ACTIVE Austria at PRISMAEU10 – participants experience
Setting the Scene – Arriving in Benalmádena
It was a warm afternoon at the Malaga arrival airport, and Benalmádena was a short ride away, which felt like the right kind of place to slow down and think big. From April 25 to 30, 2025, we weren’t just attending another seminar—we were stepping into a space full of purpose. Youth workers, trainers, NGO leaders— about 23 organizations across Europe, each with their own reality, ideas, and energy, coming together for one shared mission: TO LEVEL UP THE YOUTH WORK.

Setting the Scene
A Gathering of Minds – Meeting Europe’s Youth Organizations
We came from everywhere. Estonia, Poland, Turkey, Greece, Slovakia, Austria—you name it. From GEYC to WOLF, LIFT99 to Walk Together, and of course, Active Austria. It was less about badges and more about stories.
Over coffee and during those rhythm-rich cultural breaks (where, by the way, Spanish sweets and Croatian techno made an oddly perfect match), we got to know each other beyond roles and logos. Ursula from Human Centric Foundation shared insights into mental health and entrepreneurship. Emirah from PI Youth painted a picture of inclusion in Turkey that was at once honest and inspiring. And then there was Valentino—his take on informal education and integrating immigrants stuck with me. Soft skills, he said, are where real change starts.
And I get that; most of our work at Active Austria hinges on creating environments where young people don’t just participate—they shape the room. Which is why when collaboration came up (it often did), it didn’t feel forced. It felt necessary.

A Gathering of Minds
Inclusion That’s Real – Making Space for Everyone
Let me explain something that hit hard. Inclusion isn’t a checkbox—it’s work. It’s building ramps, yes, but also changing the tone in the room. It’s making sure the kid from a rural Serbian town without a passport feels just as welcome as the multilingual urban intern. We talked about people with ADHD, color blindness, language barriers—real stuff.
Some of the ideas floated were powerful: websites adapted for black-and-white vision, mixed-travel groups that blend first-timers with experienced youth travelers, waiving upfront payments for those with fewer opportunities.
The GEYC group even drafted a full “Inclusion Guide” a way to get everyone involved. Definitions, real scenarios, and do-this-next steps. Not just feel-good statements. And for me, that’s the line between theory and action.
Everyone is welcome
The Freedom Steps Game – Creativity, Conflict, and Community
On Day 2, we played a game. Sounds simple, but it wasn’t. We created an imaginary NGO—ours was called Freedom Steps. Our mission? Support people recovering from addiction and their families. Each team member had a role: facilitator, finance expert, PR lead.
Now here’s the kicker: midway through, chaos. The finance lead? Caught smoking weed during a break. Plot twist—he’s in recovery. And just when you’re scrambling for solutions, you learn your NGO is being funded by a former drug lord turned grief-stricken donor.
The point? Real youth work is messy. Ethical dilemmas, burnout, financial gaps—it’s not all grants and smiles. But with trust, community, and some late-night discussions, we found paths forward. And honestly, the laughter, frustration, and weird metaphors we shared in that room felt closer to real-world collaboration than any formal workshop I’ve done.

Game Time
From Ideas to Action – Study Visits and Funding Paths
Day 3 took us out of the seminar room. First stop: La Noria. Once an orphanage, now a hub for youth innovation. Social entrepreneurship, mentorship, start-up incubation—it’s happening, right here in Málaga. Later, at Innova Benalmádena, we explored how local freelancers are given free co-working spaces, utilities, and access to mentoring.
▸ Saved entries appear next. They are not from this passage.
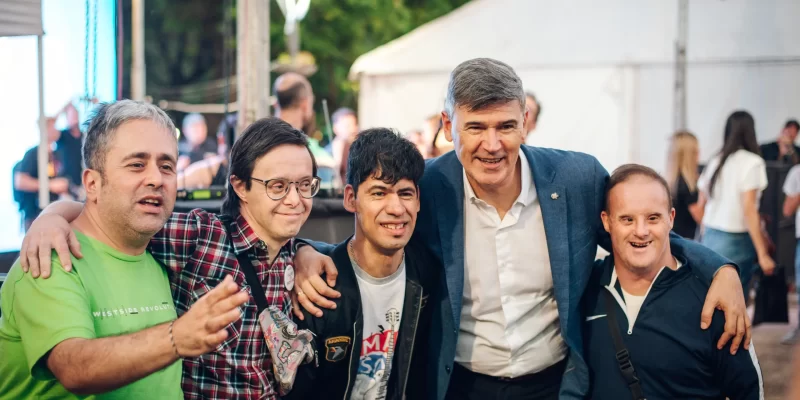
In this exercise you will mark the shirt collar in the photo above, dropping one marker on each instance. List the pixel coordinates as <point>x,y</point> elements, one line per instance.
<point>526,196</point>
<point>613,281</point>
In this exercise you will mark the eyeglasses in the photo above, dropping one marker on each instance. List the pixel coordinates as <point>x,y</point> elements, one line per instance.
<point>278,188</point>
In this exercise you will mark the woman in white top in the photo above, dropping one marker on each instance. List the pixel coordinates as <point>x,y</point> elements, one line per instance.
<point>730,190</point>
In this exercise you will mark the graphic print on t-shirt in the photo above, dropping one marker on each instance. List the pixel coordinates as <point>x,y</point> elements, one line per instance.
<point>382,305</point>
<point>376,359</point>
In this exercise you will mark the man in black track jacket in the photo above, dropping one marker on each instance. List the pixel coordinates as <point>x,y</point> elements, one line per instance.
<point>642,304</point>
<point>374,344</point>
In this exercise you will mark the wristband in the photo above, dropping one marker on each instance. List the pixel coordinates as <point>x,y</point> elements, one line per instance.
<point>172,339</point>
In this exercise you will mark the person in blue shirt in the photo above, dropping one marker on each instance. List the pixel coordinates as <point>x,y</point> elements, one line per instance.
<point>651,300</point>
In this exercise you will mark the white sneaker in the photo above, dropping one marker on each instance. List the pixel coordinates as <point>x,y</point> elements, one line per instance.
<point>792,337</point>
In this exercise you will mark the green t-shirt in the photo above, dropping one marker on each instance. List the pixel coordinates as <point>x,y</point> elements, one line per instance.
<point>107,293</point>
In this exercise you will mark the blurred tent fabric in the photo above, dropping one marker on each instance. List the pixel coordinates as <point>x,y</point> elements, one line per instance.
<point>20,17</point>
<point>604,71</point>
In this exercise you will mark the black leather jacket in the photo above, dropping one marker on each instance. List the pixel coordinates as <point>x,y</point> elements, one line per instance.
<point>339,333</point>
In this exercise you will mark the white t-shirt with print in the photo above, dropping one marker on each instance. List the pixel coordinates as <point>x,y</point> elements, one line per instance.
<point>743,171</point>
<point>791,187</point>
<point>382,307</point>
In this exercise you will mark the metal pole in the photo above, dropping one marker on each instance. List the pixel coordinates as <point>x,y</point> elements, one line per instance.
<point>253,61</point>
<point>137,50</point>
<point>43,153</point>
<point>679,121</point>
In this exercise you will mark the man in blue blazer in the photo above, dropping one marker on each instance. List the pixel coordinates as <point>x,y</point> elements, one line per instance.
<point>517,229</point>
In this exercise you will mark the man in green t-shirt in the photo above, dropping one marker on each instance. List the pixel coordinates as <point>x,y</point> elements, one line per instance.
<point>108,327</point>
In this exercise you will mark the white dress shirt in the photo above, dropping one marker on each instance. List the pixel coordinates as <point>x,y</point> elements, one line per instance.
<point>509,319</point>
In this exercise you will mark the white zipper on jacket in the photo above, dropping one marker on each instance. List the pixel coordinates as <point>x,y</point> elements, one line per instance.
<point>349,369</point>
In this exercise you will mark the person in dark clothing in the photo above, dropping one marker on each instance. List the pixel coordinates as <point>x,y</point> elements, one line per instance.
<point>373,345</point>
<point>68,146</point>
<point>682,175</point>
<point>197,146</point>
<point>642,303</point>
<point>784,149</point>
<point>26,177</point>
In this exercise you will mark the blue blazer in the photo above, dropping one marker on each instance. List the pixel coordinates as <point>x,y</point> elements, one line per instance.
<point>573,229</point>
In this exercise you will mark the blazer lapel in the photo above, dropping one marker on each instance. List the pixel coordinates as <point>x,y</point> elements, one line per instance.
<point>553,201</point>
<point>450,213</point>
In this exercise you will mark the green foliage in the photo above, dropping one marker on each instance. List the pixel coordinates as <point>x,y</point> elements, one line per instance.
<point>184,42</point>
<point>336,32</point>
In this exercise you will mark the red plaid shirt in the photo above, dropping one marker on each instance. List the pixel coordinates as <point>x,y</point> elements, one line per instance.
<point>196,249</point>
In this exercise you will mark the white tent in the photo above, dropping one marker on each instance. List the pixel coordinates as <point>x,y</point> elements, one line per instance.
<point>24,18</point>
<point>603,70</point>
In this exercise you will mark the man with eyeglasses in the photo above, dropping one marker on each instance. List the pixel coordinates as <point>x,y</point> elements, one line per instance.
<point>270,188</point>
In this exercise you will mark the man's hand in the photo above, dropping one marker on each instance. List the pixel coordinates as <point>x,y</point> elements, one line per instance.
<point>309,288</point>
<point>202,328</point>
<point>726,294</point>
<point>48,232</point>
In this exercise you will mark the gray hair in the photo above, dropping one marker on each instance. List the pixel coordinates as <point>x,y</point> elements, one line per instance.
<point>105,120</point>
<point>482,82</point>
<point>193,118</point>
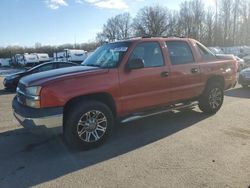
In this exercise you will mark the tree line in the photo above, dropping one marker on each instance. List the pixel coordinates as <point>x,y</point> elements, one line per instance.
<point>227,23</point>
<point>10,51</point>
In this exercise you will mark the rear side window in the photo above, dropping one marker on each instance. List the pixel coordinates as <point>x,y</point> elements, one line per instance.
<point>150,53</point>
<point>179,52</point>
<point>206,54</point>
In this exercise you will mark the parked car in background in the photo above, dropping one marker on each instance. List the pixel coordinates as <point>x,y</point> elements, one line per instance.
<point>5,62</point>
<point>42,57</point>
<point>247,60</point>
<point>244,77</point>
<point>216,50</point>
<point>126,80</point>
<point>72,55</point>
<point>10,82</point>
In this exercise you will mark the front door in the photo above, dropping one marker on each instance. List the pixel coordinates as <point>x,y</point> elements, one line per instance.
<point>145,88</point>
<point>185,72</point>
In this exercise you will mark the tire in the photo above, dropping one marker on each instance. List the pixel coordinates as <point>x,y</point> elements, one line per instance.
<point>212,98</point>
<point>81,128</point>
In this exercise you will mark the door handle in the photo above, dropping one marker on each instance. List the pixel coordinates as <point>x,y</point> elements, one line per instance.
<point>165,74</point>
<point>194,70</point>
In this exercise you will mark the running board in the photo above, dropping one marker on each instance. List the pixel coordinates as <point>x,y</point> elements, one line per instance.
<point>138,116</point>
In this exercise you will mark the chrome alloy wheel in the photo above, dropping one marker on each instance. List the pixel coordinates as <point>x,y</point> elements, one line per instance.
<point>92,126</point>
<point>215,98</point>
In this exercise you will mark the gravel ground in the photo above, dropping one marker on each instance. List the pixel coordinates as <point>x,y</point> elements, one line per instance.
<point>177,149</point>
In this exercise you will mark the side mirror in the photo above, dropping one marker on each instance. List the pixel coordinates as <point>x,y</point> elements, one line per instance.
<point>135,64</point>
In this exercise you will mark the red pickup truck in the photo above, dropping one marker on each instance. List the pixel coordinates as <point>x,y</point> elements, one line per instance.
<point>125,80</point>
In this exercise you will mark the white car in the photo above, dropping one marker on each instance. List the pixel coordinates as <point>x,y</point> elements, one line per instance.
<point>241,63</point>
<point>247,60</point>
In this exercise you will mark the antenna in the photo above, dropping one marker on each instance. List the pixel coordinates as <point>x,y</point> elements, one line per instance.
<point>75,40</point>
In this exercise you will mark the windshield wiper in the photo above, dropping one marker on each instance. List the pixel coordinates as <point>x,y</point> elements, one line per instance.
<point>93,65</point>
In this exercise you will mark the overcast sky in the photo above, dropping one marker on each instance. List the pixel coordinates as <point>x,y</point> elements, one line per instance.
<point>54,22</point>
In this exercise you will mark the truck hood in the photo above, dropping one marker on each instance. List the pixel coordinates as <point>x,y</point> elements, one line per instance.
<point>39,79</point>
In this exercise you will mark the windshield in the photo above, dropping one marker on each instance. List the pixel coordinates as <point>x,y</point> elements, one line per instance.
<point>108,55</point>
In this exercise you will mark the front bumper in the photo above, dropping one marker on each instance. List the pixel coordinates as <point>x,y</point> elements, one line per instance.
<point>243,80</point>
<point>31,117</point>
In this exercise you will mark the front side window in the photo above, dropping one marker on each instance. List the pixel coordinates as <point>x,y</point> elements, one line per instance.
<point>108,55</point>
<point>45,68</point>
<point>149,52</point>
<point>179,52</point>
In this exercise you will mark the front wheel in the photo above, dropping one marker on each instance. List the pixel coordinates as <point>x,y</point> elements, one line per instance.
<point>88,125</point>
<point>212,98</point>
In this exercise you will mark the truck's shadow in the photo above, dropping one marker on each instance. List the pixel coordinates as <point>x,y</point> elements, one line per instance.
<point>30,159</point>
<point>239,92</point>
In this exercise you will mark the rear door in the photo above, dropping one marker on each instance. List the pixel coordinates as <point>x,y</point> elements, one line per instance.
<point>185,71</point>
<point>145,88</point>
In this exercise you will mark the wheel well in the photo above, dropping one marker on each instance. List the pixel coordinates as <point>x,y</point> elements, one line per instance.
<point>101,97</point>
<point>216,79</point>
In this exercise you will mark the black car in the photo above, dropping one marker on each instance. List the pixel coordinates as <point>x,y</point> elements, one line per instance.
<point>10,82</point>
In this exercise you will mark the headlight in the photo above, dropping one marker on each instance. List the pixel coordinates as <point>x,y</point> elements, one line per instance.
<point>32,95</point>
<point>244,74</point>
<point>11,77</point>
<point>33,91</point>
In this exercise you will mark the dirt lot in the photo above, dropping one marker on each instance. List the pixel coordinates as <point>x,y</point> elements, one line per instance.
<point>178,149</point>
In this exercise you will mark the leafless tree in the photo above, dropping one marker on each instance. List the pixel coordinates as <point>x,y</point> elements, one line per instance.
<point>152,21</point>
<point>117,27</point>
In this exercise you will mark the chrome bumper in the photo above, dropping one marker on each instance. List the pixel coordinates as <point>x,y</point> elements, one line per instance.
<point>30,118</point>
<point>48,122</point>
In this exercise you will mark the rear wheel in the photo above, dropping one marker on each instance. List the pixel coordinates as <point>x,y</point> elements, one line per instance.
<point>88,125</point>
<point>212,98</point>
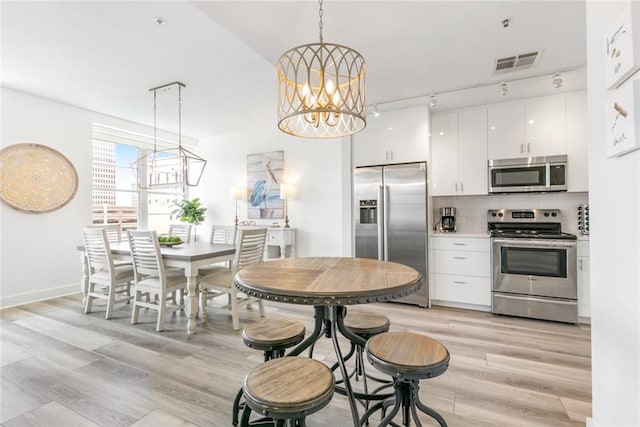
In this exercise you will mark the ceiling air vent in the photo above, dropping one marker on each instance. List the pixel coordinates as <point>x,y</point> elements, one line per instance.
<point>515,63</point>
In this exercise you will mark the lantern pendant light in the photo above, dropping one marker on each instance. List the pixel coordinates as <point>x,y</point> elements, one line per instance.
<point>321,89</point>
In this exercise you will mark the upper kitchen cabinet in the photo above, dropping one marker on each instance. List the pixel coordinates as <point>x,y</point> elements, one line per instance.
<point>531,128</point>
<point>394,137</point>
<point>577,142</point>
<point>459,153</point>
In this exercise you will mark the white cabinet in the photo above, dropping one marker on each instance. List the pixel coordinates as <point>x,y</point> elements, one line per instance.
<point>394,137</point>
<point>577,142</point>
<point>460,270</point>
<point>459,153</point>
<point>281,243</point>
<point>584,281</point>
<point>530,128</point>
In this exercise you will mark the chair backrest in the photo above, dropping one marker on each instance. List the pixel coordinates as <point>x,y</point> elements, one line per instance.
<point>223,234</point>
<point>146,256</point>
<point>97,250</point>
<point>250,247</point>
<point>181,230</point>
<point>114,231</point>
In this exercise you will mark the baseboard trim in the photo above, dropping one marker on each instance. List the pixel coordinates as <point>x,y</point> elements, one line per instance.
<point>476,307</point>
<point>29,297</point>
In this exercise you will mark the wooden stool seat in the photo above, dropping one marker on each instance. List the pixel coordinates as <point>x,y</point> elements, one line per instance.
<point>408,358</point>
<point>407,355</point>
<point>288,388</point>
<point>366,323</point>
<point>273,334</point>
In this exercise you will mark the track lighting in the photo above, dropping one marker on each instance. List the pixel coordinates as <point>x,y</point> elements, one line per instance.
<point>557,81</point>
<point>504,89</point>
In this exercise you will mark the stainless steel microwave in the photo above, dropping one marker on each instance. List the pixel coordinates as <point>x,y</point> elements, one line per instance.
<point>528,174</point>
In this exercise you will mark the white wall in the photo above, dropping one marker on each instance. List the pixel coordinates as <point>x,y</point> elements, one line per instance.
<point>614,194</point>
<point>314,166</point>
<point>39,258</point>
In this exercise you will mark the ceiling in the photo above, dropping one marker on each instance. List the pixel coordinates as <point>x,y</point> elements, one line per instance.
<point>104,56</point>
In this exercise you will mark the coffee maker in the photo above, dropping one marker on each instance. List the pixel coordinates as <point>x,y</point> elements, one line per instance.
<point>448,220</point>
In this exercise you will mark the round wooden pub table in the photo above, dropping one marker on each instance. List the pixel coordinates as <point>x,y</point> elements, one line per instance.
<point>329,284</point>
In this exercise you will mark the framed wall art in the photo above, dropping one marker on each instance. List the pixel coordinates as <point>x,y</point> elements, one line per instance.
<point>622,119</point>
<point>35,178</point>
<point>622,46</point>
<point>264,175</point>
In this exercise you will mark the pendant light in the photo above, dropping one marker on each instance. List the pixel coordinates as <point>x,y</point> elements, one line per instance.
<point>170,167</point>
<point>321,89</point>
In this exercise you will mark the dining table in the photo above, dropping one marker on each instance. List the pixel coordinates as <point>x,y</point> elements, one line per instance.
<point>189,255</point>
<point>329,284</point>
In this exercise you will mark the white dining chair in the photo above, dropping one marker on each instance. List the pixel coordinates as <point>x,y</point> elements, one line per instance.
<point>151,277</point>
<point>249,251</point>
<point>112,278</point>
<point>181,230</point>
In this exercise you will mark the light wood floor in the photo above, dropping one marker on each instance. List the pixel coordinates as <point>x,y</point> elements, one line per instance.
<point>61,367</point>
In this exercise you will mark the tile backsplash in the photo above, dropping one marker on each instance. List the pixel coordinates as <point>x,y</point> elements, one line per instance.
<point>472,210</point>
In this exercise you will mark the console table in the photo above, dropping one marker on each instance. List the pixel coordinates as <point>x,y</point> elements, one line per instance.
<point>283,238</point>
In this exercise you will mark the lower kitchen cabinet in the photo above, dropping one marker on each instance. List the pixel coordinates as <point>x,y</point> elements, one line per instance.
<point>584,280</point>
<point>460,272</point>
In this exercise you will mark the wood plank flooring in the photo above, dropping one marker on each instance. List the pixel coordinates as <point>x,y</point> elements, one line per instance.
<point>60,367</point>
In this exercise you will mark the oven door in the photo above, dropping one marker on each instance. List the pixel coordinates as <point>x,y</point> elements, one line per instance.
<point>538,267</point>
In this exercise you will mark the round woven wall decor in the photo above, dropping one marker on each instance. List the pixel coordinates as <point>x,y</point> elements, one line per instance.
<point>35,178</point>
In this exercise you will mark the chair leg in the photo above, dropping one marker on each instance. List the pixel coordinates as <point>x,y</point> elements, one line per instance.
<point>136,308</point>
<point>110,301</point>
<point>234,310</point>
<point>89,298</point>
<point>162,310</point>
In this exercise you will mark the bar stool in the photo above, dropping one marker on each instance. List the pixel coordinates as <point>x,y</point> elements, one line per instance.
<point>408,358</point>
<point>287,389</point>
<point>365,324</point>
<point>273,337</point>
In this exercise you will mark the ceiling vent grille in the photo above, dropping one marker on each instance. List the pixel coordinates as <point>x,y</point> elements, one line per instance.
<point>515,63</point>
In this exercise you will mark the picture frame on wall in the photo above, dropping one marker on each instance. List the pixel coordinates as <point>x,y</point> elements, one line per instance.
<point>264,176</point>
<point>622,119</point>
<point>622,46</point>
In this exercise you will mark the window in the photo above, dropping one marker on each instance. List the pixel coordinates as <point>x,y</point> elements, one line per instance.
<point>116,198</point>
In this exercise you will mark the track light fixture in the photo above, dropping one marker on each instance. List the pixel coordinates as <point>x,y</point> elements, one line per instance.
<point>504,89</point>
<point>557,81</point>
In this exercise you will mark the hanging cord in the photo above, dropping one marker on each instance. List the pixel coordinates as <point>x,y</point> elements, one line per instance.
<point>321,12</point>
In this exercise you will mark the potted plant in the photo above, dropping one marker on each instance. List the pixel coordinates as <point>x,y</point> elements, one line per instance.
<point>190,211</point>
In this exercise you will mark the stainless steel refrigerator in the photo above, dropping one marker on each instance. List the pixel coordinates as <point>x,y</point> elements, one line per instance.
<point>391,218</point>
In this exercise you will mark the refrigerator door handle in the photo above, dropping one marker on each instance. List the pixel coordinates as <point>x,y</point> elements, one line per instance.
<point>381,216</point>
<point>385,221</point>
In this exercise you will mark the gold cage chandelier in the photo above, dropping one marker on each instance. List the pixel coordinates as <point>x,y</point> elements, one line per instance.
<point>321,89</point>
<point>171,167</point>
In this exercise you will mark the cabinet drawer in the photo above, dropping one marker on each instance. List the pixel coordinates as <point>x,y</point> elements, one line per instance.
<point>479,244</point>
<point>461,263</point>
<point>461,289</point>
<point>583,248</point>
Active Austria Participants
It was a real-world example of what can happen when local government supports young people with words and Wi-Fi and working sockets.
We also unpacked the nitty-gritty: EU funding schemes like KA154, KA152, KA155, CERV, and the tender portal. It wasn’t glamorous, but it was gold. Because knowing how to access funding is half the battle.

Study Visit at LaNoria
Why This Seminar Mattered – A Personal Reflection
You know what? This wasn’t just another training week. It was clarity, connection, and challenge. At Active Austria, we’ve always cared about using sports and movement to bridge social divides. But now, we’re thinking bigger.
What if we worked with Walk Together to integrate immigrant youth through soft-skill sports programs? What if LIFT99 and their IT start-up ecosystem helped us bring digital inclusion into physical training modules? What if Fatima and Irina joined a roundtable about peer-led youth engagement in rural spaces?

Final Day Reflection
This week reminded me that the real power of youth work isn’t the funding—it’s the friendships. The late-night notes scribbled on café napkins. The ideas shouted across language gaps. The quiet nods when someone feels heard.
So yeah — we left with ideas. But more than that, we left with each other.